Grandeur and Decadence

Turning Point

Mahagonny is back in town, and it’s time to take to the trees. Eighteen years ago, when the steel-edged words and music of Bertolt Brecht and Kurt Weill were last at the L.A. Opera, they were accorded polite if stylish treatment: Kent Nagano’s musical leadership, Dr. Jonathan Miller’s brainy staging, nothing to pin you against the wall or drive needles into your shoulder blades. Things have changed, however; the difference is James Conlon, and the difference is marvelous.

The opera dates from 1930. You can click on Wikipedia and learn the state of Germany at the time, the public attitudes toward Jewish musical intellectuals and left-leaning poets, even the high-riding creators of the recent Threepenny Opera. Mahagonny was a huge hit; it played all over Germany in its first year, but its every appearance was under clouds. A great – i.e., impolite – performance of the opera, such as the one Conlon is leading at the Dorothy Chandler Pavilion, communicates its agitprop power. The really powerful scenes are those in which its main characters – bums, every one – proclaim the uselessness of everything a prosperous German world in 1930, or a comparable one here today, holds dear. The finale is devastating: The crowd parades with placards past the electrocuted corpse of the so-called hero Jimmy, with its procession of nihilistic messages, and with the main tunes of the opera now made grotesque by enlargement grimacing through the orchestra. Wherever the opera is properly performed, there will be cheers and boos at that moment. “It’s not really an opera, after all,” said somebody in the exit line behind me, and I wish I’d had the hour or two to explain why that person was wrong. This, in brief: It is opera, and superior of its kind, because – for one of several reasons – at that moment there is an awesome, wrenching encounter between the thudding of Brecht’s words and the hammering of Weill’s music; they are an exact match, as the words and music of Cherubino’s “Voi che sapete” formed their exact match 144 years before.

Pierre Boulez once said that if he were running a major opera house, he would burn all existing repertory and run the house on nothing but continual performances of Mahagonny. I know of worse ideas, except that after a week, Boulez’s city would be destroyed, wiped out by the hot emotional winds that howl through this extraordinary artwork. The excellence of Conlon’s conducting, which I have not heard in previous Mahagonnys here or at the Met, is his success in harnessing those hot winds, not only in the orchestra but also in much of his cast. Audra McDonald, not so much girly as a tough broad from the start, is the best Jenny ever; Anthony Dean Griffey is a splendid Jimmy; Patti LuPone (whom I haven’t had time to write love lyrics to for her Sweeney Todd on Broadway) is the Leocadia Begbick of my dreams. The director, by the way, is John Doyle, also of Sweeney.

Past Particles

Allow me some memories. When I arrived in Los Angeles in 1980 (intending to remain one year, but that’s another story), Kurt Weill was very much a living memory. The place still teemed with great old Berliners; soon they would be gone. Margot Aufricht, widow of the man who had first staged Die Dreigroschenoper, was a smiling, garrulous presence in her small house in Beverly Hills. Robert Vambéry, whose play Der Kuhhandel had become A Kingdom for a Cow, Weill’s last European production (and most abject flop), was on hand among the émigré contingent.

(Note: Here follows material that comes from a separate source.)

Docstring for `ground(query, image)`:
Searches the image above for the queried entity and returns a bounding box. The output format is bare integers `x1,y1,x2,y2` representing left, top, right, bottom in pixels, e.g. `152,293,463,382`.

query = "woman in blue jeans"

So was Felix Jackson. As Felix Joachimson, he had been a noted Berlin essayist and critic, and had written the text for a Kurt Weill musical, Na Und? (So What?), that had completely disappeared. The story he told was that Hans Heinsheimer, Weill’s publisher at Vienna’s Universal Editions, had advised the composer to take the manuscript and drop it off a bridge into the Danube. Maybe Weill did just that; at least Joachimson, who changed his name to Jackson, married the singing star Deanna Durbin and wrote some of her movies, loved to tell the story. I could never get him to tell me the whole scenario of Na Und?, however, just a few bits. Neither would Heinsheimer, who immigrated to New York and gossiped a blue streak about every other aspect of Weill’s life.

Anyhow, meeting all those living mementos inspired me to assemble a radio documentary, which KUSC broadcast to fair acclaim in 1982. Kim Kowalke, the renowned Weill scholar, was still teaching here at Occidental – he’s now at the University of Rochester – and he helped me with tapes of music that wasn’t otherwise available at that time. Back in Rockland County, New York, before moving out here, I had become pals with Lotte Lenya, Weill’s widow, and had miles of tape of her boilerplate reminiscences. With all that material at hand, I turned out some pretty red-hot radio, if I do say so, but not so red-hot as this new Mahagonny. These folks really know what they’re doing.